The clinical interview included a psychiatric diagnostic assessment using the Structured Clinical Interview for DSM IV Axis I Disorders,12 current and past medication history, and demographics.
Data Analysis
Participants were divided into three AP metabolic risk groups: 1) high – clozapine and olanzapine; 2) moderate – quetiapine, risperidone, paliperidone, and iloperidone; 3) low – all other antipsychotics. This grouping is based on reports in the literature regarding the specific medications’ propensities for metabolic disturbances.13-15
Analyses on categorical variables were conducted using Fisher’s Exact Test and a oneway-ANOVA for continuous variables.
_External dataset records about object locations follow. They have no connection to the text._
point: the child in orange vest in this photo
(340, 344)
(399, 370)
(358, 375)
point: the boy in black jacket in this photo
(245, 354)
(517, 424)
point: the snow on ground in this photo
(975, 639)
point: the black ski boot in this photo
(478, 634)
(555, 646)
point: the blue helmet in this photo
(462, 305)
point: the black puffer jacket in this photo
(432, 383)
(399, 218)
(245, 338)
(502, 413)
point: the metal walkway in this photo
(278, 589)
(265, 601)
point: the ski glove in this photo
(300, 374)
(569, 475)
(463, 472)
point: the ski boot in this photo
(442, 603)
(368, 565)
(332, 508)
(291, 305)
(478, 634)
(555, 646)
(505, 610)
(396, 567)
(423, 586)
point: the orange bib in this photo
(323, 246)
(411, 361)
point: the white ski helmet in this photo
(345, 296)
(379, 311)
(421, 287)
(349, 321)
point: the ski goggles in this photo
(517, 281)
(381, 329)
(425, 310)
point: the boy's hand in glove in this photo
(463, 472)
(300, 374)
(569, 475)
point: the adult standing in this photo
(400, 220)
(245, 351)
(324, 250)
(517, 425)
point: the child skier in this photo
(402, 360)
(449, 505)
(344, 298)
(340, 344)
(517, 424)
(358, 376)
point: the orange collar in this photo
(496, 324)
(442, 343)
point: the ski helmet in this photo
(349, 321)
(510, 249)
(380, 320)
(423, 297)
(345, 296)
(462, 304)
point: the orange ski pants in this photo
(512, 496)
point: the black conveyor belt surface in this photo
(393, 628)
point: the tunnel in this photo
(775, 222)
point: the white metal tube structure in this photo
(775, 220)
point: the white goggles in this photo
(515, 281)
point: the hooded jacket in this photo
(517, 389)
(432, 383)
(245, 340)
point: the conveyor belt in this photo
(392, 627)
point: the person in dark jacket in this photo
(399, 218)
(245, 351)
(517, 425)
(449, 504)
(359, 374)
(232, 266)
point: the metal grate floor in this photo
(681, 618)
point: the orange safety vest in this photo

Cohen’s d was used to calculate the effect size of sex. Analyses on the prevalence of metabolic syndrome included the entire sample. Participants prescribed a lipid medication were excluded from analyses on lipid variables. Participants receiving treatment for diabetes were excluded from analyses on plasma glucose. Given its weight controlling properties, analyses on BMI, waist circumference, and WHR excluded participants on an oral hypoglycemic (e.g., metformin). Participants receiving treatment for hypertension were excluded from analyses on blood pressure. The exclusions are important methodologically, as these medications may attenuate the metabolically negative impact of the APs and therefore limit efforts to determine medication specific sex based differences. A p-value of <0.05 was considered significant.
Results
Overall, 287 participants were included, comprising 116 (40.4%) females with a mean age of 46.90 ± 11.34 (males: 44.16 ± 11.34 years, p > 0.05). Table 1 lists participant characteristics and rates of medication use. There were no differences in psychotropic exposure between males and females except in the high risk group in which females were on marginally more medications than their male counterparts. Overall antipsychotic exposure was calculated using chlorpromazine equivalents,16 which was not different between sexes.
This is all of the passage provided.